Beijing Moves to Shape the Market
Beijing is not standing aside. On April 10, 2026, the Ministry of Education released a five-ministry AI+Education Action Plan (人工智能+教育行动计划) extending through 2030. It calls for AI literacy courses at every educational level, mandates the development of “intelligent learning companions” (智能学伴) for students, and envisions centralized data systems for student performance and resource allocation. It is the clearest national framework yet for AI’s role in education.
For companies in this space, the plan creates both opportunity and uncertainty. On the opportunity side, it opens a government procurement channel for AI teaching tools. On the uncertainty side, it introduces compliance and standards requirements that have not yet been specified. The plan is heavy on infrastructure ambition: compute platforms, model infrastructure, pilot bases, and future classrooms. What it leaves less defined is who absorbs the recurring cost of adoption inside individual schools: devices, software, maintenance, training, and subscriptions.

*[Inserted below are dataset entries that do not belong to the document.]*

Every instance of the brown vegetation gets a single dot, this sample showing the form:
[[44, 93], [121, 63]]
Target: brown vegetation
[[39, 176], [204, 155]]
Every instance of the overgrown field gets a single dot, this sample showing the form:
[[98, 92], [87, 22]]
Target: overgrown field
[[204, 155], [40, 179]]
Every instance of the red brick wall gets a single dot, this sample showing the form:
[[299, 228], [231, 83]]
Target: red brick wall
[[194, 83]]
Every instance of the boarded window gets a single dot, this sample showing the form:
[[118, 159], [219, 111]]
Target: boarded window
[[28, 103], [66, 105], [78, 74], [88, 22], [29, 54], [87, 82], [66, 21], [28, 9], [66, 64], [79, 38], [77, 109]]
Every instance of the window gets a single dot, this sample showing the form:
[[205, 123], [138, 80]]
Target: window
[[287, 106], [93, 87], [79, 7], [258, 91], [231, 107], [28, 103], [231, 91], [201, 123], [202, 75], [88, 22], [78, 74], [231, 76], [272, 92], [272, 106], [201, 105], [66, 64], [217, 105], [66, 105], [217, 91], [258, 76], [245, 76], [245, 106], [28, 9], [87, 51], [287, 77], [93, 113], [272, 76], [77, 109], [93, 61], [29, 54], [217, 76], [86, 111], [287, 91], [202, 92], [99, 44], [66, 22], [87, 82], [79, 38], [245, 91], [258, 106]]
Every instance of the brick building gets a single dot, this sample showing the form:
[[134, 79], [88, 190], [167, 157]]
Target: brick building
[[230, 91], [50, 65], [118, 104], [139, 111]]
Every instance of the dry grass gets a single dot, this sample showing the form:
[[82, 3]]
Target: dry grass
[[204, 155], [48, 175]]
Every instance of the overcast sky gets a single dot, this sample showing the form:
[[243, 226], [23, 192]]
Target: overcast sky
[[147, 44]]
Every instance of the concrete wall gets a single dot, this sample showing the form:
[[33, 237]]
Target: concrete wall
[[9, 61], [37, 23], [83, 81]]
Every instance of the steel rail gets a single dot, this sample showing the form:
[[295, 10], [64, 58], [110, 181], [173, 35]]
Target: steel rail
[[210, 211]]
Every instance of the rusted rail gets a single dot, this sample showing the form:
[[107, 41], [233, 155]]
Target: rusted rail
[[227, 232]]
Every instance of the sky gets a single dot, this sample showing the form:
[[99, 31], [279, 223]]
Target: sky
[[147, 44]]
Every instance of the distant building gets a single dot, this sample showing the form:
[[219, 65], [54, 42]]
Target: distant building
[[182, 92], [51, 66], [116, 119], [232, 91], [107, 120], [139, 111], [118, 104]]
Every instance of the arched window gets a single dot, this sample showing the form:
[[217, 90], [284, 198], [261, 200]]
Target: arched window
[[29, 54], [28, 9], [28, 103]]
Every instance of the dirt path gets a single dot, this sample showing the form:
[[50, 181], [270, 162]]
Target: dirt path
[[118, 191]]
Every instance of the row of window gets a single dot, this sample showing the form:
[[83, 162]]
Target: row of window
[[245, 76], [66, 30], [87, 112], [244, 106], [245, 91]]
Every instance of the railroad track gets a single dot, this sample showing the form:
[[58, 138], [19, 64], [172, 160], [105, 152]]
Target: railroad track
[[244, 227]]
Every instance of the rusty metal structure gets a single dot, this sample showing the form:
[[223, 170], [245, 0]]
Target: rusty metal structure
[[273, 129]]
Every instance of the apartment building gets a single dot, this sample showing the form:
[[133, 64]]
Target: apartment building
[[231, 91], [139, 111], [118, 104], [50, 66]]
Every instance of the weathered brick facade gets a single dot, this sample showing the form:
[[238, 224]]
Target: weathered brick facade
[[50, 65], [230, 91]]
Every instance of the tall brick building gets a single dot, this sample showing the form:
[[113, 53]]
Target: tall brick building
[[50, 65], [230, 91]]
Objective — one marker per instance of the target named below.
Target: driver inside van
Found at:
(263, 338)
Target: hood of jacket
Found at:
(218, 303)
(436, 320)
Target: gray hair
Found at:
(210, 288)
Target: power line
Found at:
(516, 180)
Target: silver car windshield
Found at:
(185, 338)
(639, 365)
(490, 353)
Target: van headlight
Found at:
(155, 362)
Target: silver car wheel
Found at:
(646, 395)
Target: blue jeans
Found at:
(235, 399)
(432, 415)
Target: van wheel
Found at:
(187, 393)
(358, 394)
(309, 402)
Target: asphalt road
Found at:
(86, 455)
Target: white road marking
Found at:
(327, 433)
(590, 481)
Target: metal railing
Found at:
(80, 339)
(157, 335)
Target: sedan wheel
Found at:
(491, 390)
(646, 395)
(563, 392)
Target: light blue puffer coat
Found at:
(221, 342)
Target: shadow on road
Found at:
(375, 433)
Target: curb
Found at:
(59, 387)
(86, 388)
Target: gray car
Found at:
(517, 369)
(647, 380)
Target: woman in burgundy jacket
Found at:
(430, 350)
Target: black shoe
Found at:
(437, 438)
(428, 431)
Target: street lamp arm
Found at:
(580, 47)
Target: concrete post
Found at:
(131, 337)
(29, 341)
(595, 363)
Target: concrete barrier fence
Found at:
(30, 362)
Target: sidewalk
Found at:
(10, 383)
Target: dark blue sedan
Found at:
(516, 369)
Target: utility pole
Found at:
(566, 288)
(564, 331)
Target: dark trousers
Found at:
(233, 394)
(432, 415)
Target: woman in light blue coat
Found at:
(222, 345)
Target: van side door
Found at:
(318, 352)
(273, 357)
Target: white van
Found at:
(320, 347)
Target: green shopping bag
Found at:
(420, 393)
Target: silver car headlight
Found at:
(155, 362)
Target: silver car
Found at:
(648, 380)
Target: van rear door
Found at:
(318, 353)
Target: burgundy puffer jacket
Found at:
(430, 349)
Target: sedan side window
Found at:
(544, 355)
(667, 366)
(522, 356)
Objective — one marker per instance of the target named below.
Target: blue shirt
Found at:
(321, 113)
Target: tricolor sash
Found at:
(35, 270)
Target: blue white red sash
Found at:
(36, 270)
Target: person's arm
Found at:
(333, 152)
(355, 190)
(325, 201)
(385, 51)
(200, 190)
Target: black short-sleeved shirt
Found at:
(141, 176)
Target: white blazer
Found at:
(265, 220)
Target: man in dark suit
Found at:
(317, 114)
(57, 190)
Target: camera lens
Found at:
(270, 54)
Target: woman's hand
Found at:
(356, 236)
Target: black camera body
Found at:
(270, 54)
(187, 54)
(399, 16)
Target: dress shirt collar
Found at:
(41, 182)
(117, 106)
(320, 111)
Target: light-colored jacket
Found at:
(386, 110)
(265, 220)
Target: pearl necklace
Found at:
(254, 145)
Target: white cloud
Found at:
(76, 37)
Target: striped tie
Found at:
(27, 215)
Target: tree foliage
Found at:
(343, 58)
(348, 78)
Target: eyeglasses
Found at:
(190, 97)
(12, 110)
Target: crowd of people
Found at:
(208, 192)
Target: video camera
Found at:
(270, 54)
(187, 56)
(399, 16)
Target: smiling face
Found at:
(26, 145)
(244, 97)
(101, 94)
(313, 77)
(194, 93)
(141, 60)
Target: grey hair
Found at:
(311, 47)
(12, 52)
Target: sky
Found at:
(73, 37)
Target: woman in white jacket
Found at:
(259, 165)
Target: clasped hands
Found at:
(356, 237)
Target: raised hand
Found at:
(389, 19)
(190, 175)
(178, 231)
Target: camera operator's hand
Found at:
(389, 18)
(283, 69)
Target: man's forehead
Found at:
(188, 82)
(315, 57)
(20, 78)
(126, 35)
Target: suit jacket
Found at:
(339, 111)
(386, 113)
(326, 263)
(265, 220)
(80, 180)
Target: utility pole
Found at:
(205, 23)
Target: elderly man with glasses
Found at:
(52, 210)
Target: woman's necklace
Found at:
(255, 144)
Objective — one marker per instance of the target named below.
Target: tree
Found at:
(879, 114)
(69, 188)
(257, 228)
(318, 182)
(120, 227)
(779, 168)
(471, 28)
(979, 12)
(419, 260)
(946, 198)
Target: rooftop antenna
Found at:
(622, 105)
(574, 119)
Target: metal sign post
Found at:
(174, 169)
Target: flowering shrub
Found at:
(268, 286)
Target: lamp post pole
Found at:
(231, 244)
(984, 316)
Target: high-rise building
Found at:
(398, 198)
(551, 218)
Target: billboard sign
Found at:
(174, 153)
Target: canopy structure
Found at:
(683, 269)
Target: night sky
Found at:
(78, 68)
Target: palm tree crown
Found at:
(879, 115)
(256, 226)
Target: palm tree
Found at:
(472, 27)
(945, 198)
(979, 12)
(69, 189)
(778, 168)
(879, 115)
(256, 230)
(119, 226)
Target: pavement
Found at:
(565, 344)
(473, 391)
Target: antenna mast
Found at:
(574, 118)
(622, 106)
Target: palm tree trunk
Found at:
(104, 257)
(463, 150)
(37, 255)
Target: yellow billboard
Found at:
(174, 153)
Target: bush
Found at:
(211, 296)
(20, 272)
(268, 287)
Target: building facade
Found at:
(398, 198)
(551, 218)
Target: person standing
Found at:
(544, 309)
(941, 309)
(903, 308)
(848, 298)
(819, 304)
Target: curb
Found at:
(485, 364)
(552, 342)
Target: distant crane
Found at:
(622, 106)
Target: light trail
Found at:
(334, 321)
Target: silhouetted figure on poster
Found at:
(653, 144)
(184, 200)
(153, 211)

That matters because Chinese education policy has long faced a familiar implementation risk, one that officials themselves describe as “emphasizing construction while neglecting application” (重建设、轻应用). A 2024 review found a shortfall of 8.5 million computers against the government’s own baseline of 1 device per 15 students. Commercial classroom AI systems add another layer of cost: a 2022 procurement record shows iFlytek (科大讯飞), one of China’s largest education technology providers, charging a single school roughly Rmb 1.74 million for its smart-classroom software suite.
For AI education startups and platform companies alike, the B2G (business-to-government) channel carries real revenue potential. The question is timeline and predictability. Until the Action Plan’s standards and procurement rules take concrete shape, the near-term paying market remains concentrated in urban households that already have devices and the willingness to pay.
What to Watch
The products competing for students today optimize for one thing above all: how quickly they can deliver an answer. Speed is the selling point. Every major AI tutoring app now offers instant step-by-step solutions. Few offer a reason to pause and think before requesting one. Whether that trade-off matters for learning outcomes is an open pedagogical question. Whether it matters for monetization is a more immediate business question: parents will pay for tools that visibly improve test scores. The link between AI-assisted homework and exam performance has not yet been demonstrated at scale.
More than 120 million monthly active users are already using AI education apps. The companies serving them have yet to find a sustainable business model. The next phase of competition will not be about who acquires users fastest. It will be about who converts free usage into revenue before the subsidy window closes.
User growth is already here. Whether AI changes learning outcomes, or simply speeds up the race, is a much harder question.